Over $191 Million in Government Damages
According to the complaint, the damages to the government were about $90 million paid to HealthMarkets in 2013 and about $111 million paid in 2014 for enrolling individuals in qualified plans, as well as unknown damages for the years since.
A relator identified as John Doe originally filed the suit in April 2016. After the federal government declined to intervene, U.S. District Judge Mary S. Scriven unsealed the complaint on May 9. It was alleged in the suit that HealthMarkets was among more than 30 web brokers who entered into agreements to help with enrolling individuals in qualified health plans under the ACA, which requires issuers or insurers to provide a minimum amount of basic benefits.
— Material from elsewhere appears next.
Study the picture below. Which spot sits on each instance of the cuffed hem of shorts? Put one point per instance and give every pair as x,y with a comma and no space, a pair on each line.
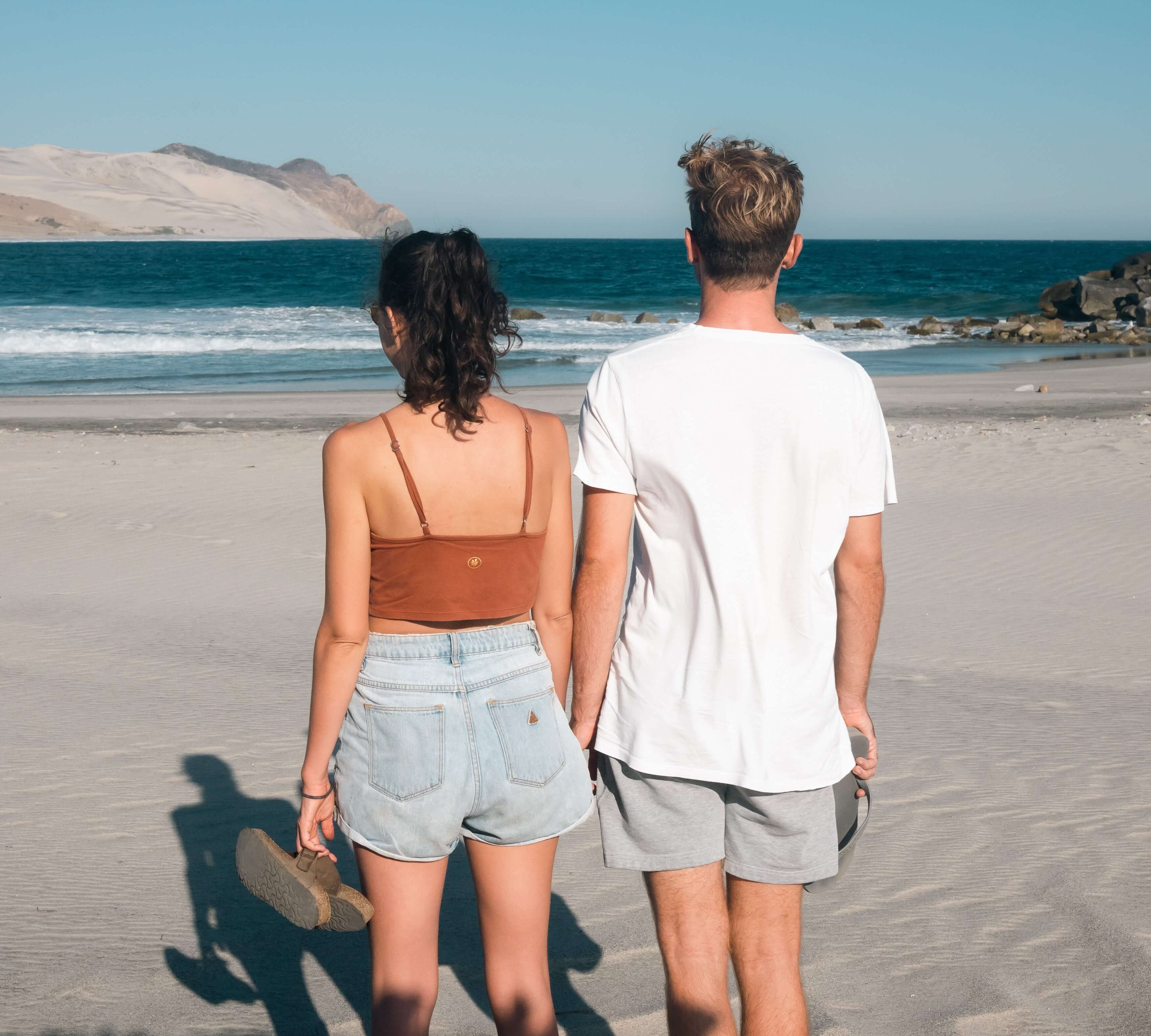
653,863
533,841
392,855
776,876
Brokers act as private distribution channels, offering a choice of qualified plans from multiple insurers, and can enroll individuals through their own websites if they agree to certain consumer protections, such as complying with privacy and security standards. The following allegations were made in the complaint:
It’s claimed by the relator that HealthMarkets broke its promise to comply with the ACA and accompanying regulations, instead orchestrating a scheme to exploit the ACA for its own profit. The company created a website to attract people looking for qualified health insurance plans and then used their personally identifiable information to sell its own junk supplemental insurance, which provides very little coverage.
After the consumers gave their information, HealthMarkets’ agents steered them to plans with the lowest monthly premiums – and the highest out-of-pocket costs – to make more room in their budgets for its additional insurance, the relator says. The agents were paid commissions based on consumer enrollment, receiving more money for purchases of the supplement products. HealthMarkets did not seem to care whether or not their agents were licensed to sell insurance, despite regulation requirements.
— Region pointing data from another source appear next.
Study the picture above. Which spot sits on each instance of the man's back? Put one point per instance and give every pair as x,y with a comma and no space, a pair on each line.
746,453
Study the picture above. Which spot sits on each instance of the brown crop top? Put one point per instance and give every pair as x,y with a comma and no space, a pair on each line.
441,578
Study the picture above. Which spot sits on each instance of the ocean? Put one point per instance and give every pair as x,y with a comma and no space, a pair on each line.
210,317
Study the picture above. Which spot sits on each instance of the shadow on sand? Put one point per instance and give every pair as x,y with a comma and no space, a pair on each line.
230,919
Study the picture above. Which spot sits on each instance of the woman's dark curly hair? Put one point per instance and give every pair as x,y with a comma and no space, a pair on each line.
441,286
HealthMarkets also instructed agents to adjust consumers’ income to increase government subsidies. For instance, if an applicant reported a lower income than he or she actually made, the government would pay additional subsidies and thus, lower the cost of a qualified health plan, freeing up money for HealthMarkets’ supplemental insurance.
In this way, HealthMarkets violated the FCA claiming that, “when brokers enroll applicants into a [qualified health plan], web brokers receive a commission from the issuers who [receive] payment from the federal government for providing a QHP to the applicant.”
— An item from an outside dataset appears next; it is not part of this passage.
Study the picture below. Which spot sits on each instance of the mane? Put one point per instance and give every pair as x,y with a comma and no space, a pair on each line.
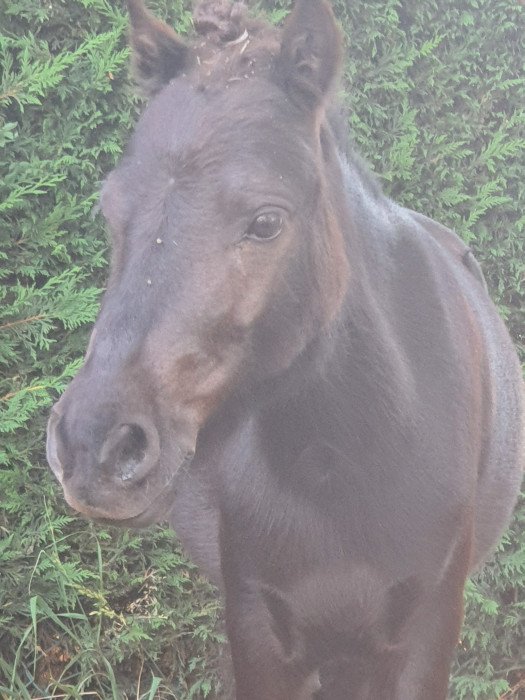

HealthMarkets wasn’t eligible for those funds because of its intentional violations of the ACA and accompanying regulations, like requirements that brokers are licensed and use personally identifiable information only for authorized purposes. This isn’t the first time HealthMarkets has come under fire for making illegal profits through the sale of its supplemental insurance.
HealthMarkets and its controlling shareholders, Blackstone and Goldman Sachs Group Inc., were sued by a number of state attorneys general a few years back for allegedly misleading consumers into buying junk insurance that left policyholders with poor coverage.
The complaint, now unsealed, seeks three times the amount of damages to the government plus civil penalties of between $5,500 and $11,000 for each false claim, as well as the maximum allowed reward for the relator and attorneys’ fees and costs.
The relator is represented by Steven G. Wenzel of Wenzel Fenton Cabassa PA and Shauna B. Itri of Berger & Montague PC.
The suit is United States ex rel. John Doe v. HealthMarkets Inc. et al., (suit number 8:16-cv-00831) in the U.S. District Court for the Middle District of Florida.